Afternoon, first 2 questions were very fair. I think the questions and information given was extremely vague, I found myself stating what I assumed multiple times. Again, my work was VERY sloppy because I panicked a little when I got a answer not even close on problem 2...then realized I multiplied by a wrong number because my calculators button stuck, but I fixed it.

Problem 3 for bridge (personal opinion), was not remotely fair or reasonable to ask. I consider myself a pretty smart guy and even went "huh???" after I read the problem statement twice. I slapped something together as best I could, stated I didn't get close to what it should be from my experience, how I would fix it, and what I would do to solve the last part I didn't get to. I am hoping for the best. This is the best ive felt walking out of the test in a long time, but the first time I didn't feel good coming out of the essays. Really don't want to do this again, but I think i know i have some new weak areas from the new code.


----------



## mjborg (Apr 21, 2015)

Being a Bridge guy myself, I concur with "bassplayer45" comments on the test. This was my 3rd time taking the test and am hoping that it is my last.

I felt I was more prepared for this time than the previous two combined. The new wind was a little changing for me too. Overall, I feel good about the morning questions.

The first two afternoon bridge problems seemed to me to be challenging but fair. The third problem (the 2-hr one) extremely different from anything I prepared for or have seem, never seem anything close to it on any of the practice problems I did. To me it looks like a structure you would see in CA. I think I might have gotten the first two parts partially correct but had to make statements on how to solve the remaining questions. It took me a while just to figure out where to start the problem.
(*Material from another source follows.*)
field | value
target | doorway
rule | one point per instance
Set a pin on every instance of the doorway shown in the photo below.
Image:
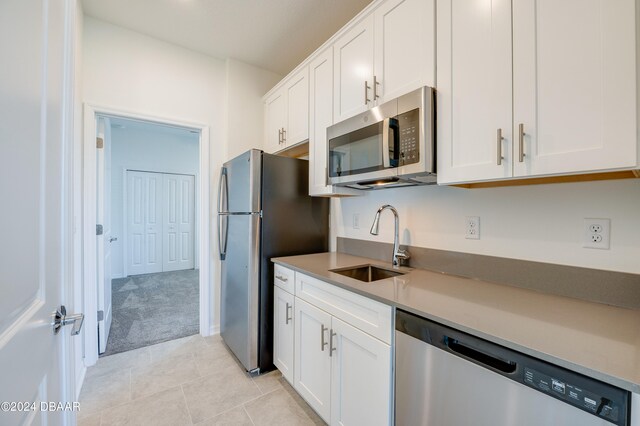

Overall I felt good and hope I did enough to pass. I got my fingers crossed!


----------



## phecke (Apr 21, 2015)

I wouldn't worry too much about not being neat and referencing codes. When I took and passed the vert and lat buildings in April 2014, I didn't reference a single code in my afternoon sections, I just wrote the equation direct from the code and then substituted in my values on the next line down and solved.


----------



## BoilerEng (Apr 21, 2015)

phecke said:


> I wouldn't worry too much about not being neat and referencing codes. When I took and passed the vert and lat buildings in April 2014, I didn't reference a single code in my afternoon sections, I just wrote the equation direct from the code and then substituted in my values on the next line down and solved.




That's very interesting to know. I guess if you do it correctly, then they assume you pulled from the right code section.


----------